There is an interesting discussion unfolding in the LinkedIn Hadoop Users group. Kevin Haynes from Greenplum started off with a question that generated a good spirited discussion. I tried to put a comment in but since I am never short for words I exceeded the maximum comment length. I decided to post my comment on this blog instead. Hope some of the discussion will spill over here or maybe a few will find this blog interesting enough to subscribe and follow.
What I wanted to do was to make the case for IBM acquiring leadership position in the Big Data space. Before I do that a 2 important disclosures. First, I work for IBM and I am on the Big Data team. Second, denying Cloudera and Yahoo (now HortonWorks) as being the thought leaders in the Hadoop space is just disingenuous … just plain dumb … so, don’t expect me to do so.
IBM’s Ability to Execute in Big Data
Now that I got this off my chest … the case for IBM as the leader in Big Data. Gartner build a franchise around placing technology vendors in to magic quadrants. Those with ability to execute and completeness of vision get to go in to the top right quadrant. I have not see Gartner’s magic quadrants for Big Data but I would think that IBM would end up somewhere high and to the right in the leader’s corner. For “ability to execute”, it is a hard case to argue against IBM. It has formidable resources and once it commits to a direction it brings these resources out in full force.
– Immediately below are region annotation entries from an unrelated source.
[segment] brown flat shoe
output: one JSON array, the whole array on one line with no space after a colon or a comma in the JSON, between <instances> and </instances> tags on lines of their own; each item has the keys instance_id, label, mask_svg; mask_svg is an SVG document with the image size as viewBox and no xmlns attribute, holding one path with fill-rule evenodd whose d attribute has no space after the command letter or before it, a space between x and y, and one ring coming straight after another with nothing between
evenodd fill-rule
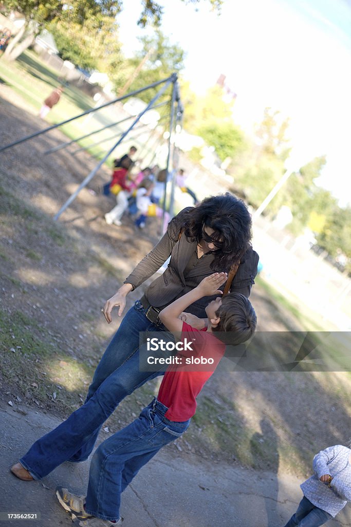
<instances>
[{"instance_id":1,"label":"brown flat shoe","mask_svg":"<svg viewBox=\"0 0 351 527\"><path fill-rule=\"evenodd\" d=\"M19 480L22 480L23 481L32 481L34 479L33 476L31 475L27 469L22 466L19 462L18 463L16 463L15 465L14 465L13 466L12 466L10 470L16 477L18 477Z\"/></svg>"}]
</instances>

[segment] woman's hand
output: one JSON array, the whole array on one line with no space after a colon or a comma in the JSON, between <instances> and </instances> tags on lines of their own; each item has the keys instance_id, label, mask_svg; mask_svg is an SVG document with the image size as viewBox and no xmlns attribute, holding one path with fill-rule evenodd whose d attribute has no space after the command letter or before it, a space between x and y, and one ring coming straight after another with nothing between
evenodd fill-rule
<instances>
[{"instance_id":1,"label":"woman's hand","mask_svg":"<svg viewBox=\"0 0 351 527\"><path fill-rule=\"evenodd\" d=\"M203 329L204 327L206 327L205 323L207 319L199 318L198 317L193 315L192 313L187 313L186 311L183 311L179 315L179 318L183 322L186 322L187 324L189 324L195 329Z\"/></svg>"},{"instance_id":2,"label":"woman's hand","mask_svg":"<svg viewBox=\"0 0 351 527\"><path fill-rule=\"evenodd\" d=\"M118 316L122 315L126 305L126 297L132 289L133 286L131 284L124 284L113 297L106 300L103 309L101 310L108 324L112 321L111 313L114 307L119 307Z\"/></svg>"},{"instance_id":3,"label":"woman's hand","mask_svg":"<svg viewBox=\"0 0 351 527\"><path fill-rule=\"evenodd\" d=\"M227 280L226 272L214 272L202 280L196 289L201 292L202 296L213 296L222 295L223 291L218 289Z\"/></svg>"}]
</instances>

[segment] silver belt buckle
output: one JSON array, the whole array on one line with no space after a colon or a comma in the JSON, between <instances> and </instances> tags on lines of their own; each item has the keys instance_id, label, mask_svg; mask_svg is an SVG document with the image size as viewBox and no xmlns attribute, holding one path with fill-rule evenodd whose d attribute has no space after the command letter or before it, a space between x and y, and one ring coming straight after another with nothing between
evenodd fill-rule
<instances>
[{"instance_id":1,"label":"silver belt buckle","mask_svg":"<svg viewBox=\"0 0 351 527\"><path fill-rule=\"evenodd\" d=\"M160 323L160 320L158 318L159 313L159 311L157 311L154 307L153 307L152 306L149 306L145 311L146 318L150 320L151 322L152 322L153 324L154 324Z\"/></svg>"}]
</instances>

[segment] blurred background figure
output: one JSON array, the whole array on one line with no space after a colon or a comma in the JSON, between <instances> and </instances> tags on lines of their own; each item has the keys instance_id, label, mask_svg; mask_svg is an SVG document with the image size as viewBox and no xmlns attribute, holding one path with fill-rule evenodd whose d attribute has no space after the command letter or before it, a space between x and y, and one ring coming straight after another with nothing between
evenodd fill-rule
<instances>
[{"instance_id":1,"label":"blurred background figure","mask_svg":"<svg viewBox=\"0 0 351 527\"><path fill-rule=\"evenodd\" d=\"M61 94L63 90L63 86L59 86L58 88L51 92L48 97L46 97L39 113L41 119L45 119L53 106L57 104L61 97Z\"/></svg>"},{"instance_id":2,"label":"blurred background figure","mask_svg":"<svg viewBox=\"0 0 351 527\"><path fill-rule=\"evenodd\" d=\"M4 27L0 34L0 51L4 53L11 37L11 32L8 27Z\"/></svg>"},{"instance_id":3,"label":"blurred background figure","mask_svg":"<svg viewBox=\"0 0 351 527\"><path fill-rule=\"evenodd\" d=\"M127 154L125 154L124 155L122 155L122 158L115 159L113 162L114 166L116 167L122 167L122 163L126 159L129 159L131 163L133 163L134 161L132 158L133 158L136 153L137 150L137 149L136 147L131 147Z\"/></svg>"}]
</instances>

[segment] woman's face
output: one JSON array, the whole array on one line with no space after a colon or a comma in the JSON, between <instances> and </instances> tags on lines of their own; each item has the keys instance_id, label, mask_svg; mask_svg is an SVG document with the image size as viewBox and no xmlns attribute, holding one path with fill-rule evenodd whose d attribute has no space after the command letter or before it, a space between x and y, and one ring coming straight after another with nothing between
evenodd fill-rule
<instances>
[{"instance_id":1,"label":"woman's face","mask_svg":"<svg viewBox=\"0 0 351 527\"><path fill-rule=\"evenodd\" d=\"M220 237L219 239L214 240L213 239L212 237L214 232L216 232L216 231L214 229L212 229L211 227L203 223L202 239L209 251L217 251L218 249L221 249L222 247L223 244L220 241L222 240Z\"/></svg>"}]
</instances>

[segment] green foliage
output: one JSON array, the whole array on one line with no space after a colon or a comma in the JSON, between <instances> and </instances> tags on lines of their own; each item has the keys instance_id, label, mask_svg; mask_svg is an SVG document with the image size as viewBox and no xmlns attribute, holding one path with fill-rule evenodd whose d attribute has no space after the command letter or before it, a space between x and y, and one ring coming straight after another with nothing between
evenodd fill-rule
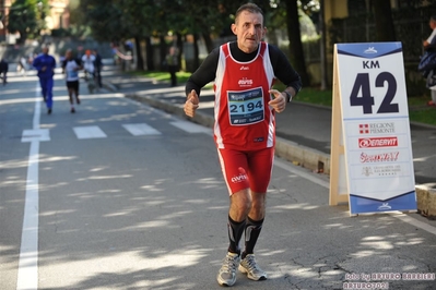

IBM Big Data team has very quickly ramped up by bringing top notch engineering from all corners of its Information Management team (would be a major IT vendor in its own right if it was an independent company). I personally don’t think counting number of committers is a great way to go about gaging completeness of vision or staying power but, if you must ask, IBM does have several committers with another committer joining the team a few weeks back. There is also a very strong precedent at IBM. A while back, IBM jumped on the Apache web/app server bandwagon branding its offering WebSphere. IBM WebSphere is now the undisputed category leader. Since history tends to repeat itself, there is little reason to believe that IBM will not be able to execute the same in the Big Data space. I think that on the company evaluation scales, IBM wil weigh in heavily on the “ability to execute”.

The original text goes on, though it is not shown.